В семействе нашем пользовалась особенным почетом наша няня Марья Семеновна, которая всех нас выходила и выняньчила. Она была московская, небогатая купчиха, оставшаяся одна из многочисленного семейства, которое вымерло во время московской чумы. Няня не любила говорить о чуме этой, а мы любили слушать и непременно заставляли ее рассказывать. Бедная няня! При этом нашем неотвязном требовании и вопросах, она крестилась, вспоминая страшное время. Она была старшая дочь у отца и матери, и осталась сиротою с меньшим братом; отец и мать и 7 Детей их умерли, друг за другом, во время чумы. Няня не могла без трепета вспомнить о черных людях, одетых в черные кожи, которые появлялись в небольшой домик ее родителей и длинными крюками вытаскивали только что умерших родных ее. В живых осталась она одна по 16-му году с меньшим братом лет 8. Они вдвоем заперлись в заднюю комнатку домика, и в маленькое окошечко добрые люди подавали им на палке хлеб и воду. Когда чума в Москве миновала, Марью Семеновну выпустили из ее затворнической кельи, где натерпелась она таких страхов. Оказалось, что в маленькой лавочке ее отца ничего не уцелело; она была разграблена во время мятежа. Ее и брата ее приютил у себя двоюродный дядя; брат ее служил у него на побегушках, а потом стал прикащиком, и умер, не дожив до 18 лет. Марью Семеновну в 18 лет отдали замуж за купца, который оставил ее вдовою без всякого состояния. У ней были дети, но, как она говаривала: Господь их прибрал. И вот пришлось Марье Семеновне идти в услужение. Она, потеряв родных детей, поступила в наш дом, когда родился брат Сережа. И любила же она его! Больше всех нас, взятых вместе. Она, как говорится, наглядеться на него не могла, и эта любовь ее к своему воспитаннику в особенности сблизила ее с матушкой. Матушка любила без ума своего красавца и кроткого, как ягненок, сына — первенца. Все мы это знали, и не завидовали, потому что уж очень добр был этот брат наш, и сами мы его много любили. Всеобщий он был любимец. Только батюшка глядел не совсем спокойно на это предпочтение. Он не одобрял его и поставлял себе за долг не оказывать предпочтения никому из детей. Мы это видели, знали на этот счет его мысли, но детский глаз зорок и детское сердце чутко, мы смутно понимали, что ближе других стоят к нему дочери, а ближе всех дочерей, я, старшая из них. И однако я не могла похвалиться тем, чтоб отец баловал меня, как баловали, миловали и ласкали Сереженьку матушка и Марья Семеновна.

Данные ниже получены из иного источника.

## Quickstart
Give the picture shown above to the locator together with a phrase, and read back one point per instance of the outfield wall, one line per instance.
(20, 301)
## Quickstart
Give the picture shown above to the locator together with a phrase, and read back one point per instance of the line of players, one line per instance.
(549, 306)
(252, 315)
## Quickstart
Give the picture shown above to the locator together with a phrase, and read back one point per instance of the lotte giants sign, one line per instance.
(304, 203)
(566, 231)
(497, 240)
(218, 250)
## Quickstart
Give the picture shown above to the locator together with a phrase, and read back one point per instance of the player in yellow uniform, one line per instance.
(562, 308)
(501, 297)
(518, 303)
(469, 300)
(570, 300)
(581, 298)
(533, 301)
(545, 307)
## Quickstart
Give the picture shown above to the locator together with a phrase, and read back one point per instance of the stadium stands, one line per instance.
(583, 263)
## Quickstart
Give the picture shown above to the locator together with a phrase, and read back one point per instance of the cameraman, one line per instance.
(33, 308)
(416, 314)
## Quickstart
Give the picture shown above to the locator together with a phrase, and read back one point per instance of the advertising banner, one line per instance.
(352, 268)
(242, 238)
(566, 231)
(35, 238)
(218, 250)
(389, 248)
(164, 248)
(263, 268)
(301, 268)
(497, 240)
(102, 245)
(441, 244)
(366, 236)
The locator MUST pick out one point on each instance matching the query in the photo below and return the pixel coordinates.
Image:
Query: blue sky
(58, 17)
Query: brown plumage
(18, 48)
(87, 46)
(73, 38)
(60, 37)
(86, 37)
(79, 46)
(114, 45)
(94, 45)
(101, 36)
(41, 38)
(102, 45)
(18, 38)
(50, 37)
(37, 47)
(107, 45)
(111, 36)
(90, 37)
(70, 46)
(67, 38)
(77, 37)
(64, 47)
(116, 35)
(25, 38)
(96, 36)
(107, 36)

Он заслуживал любовь матери по своей доброте и кротости нрава и особенному свойству всем нравиться, ко всем быть внимательным и любезным. Он был в полном смысле слова ласковое, милое, добросердечное дитя, а впоследствии добрый юноша. Русые его волосы вились от природы в глянцевитые кольца, серые большие, светлые глаза глядели добродушно, толстоватые, но пунцовые, как малина, губы улыбались охотно и часто. Об нем нельзя было сказать, что он умен, но так уж мил и пригож! В доме все его любили от судомойки до первой горничной и от дворника до дворецкого. Для всех у него было доброе слово и привет.
— Деньги, — говаривала матушка, — не держатся в его кармане, текут, как вода. Сереженька до тех пор спокойствия не имеет, пока не раздаст их.
— Бессребренник, — говорила няня, — не даром он родился накануне св. Кузьмы и Демьяна бессребренников.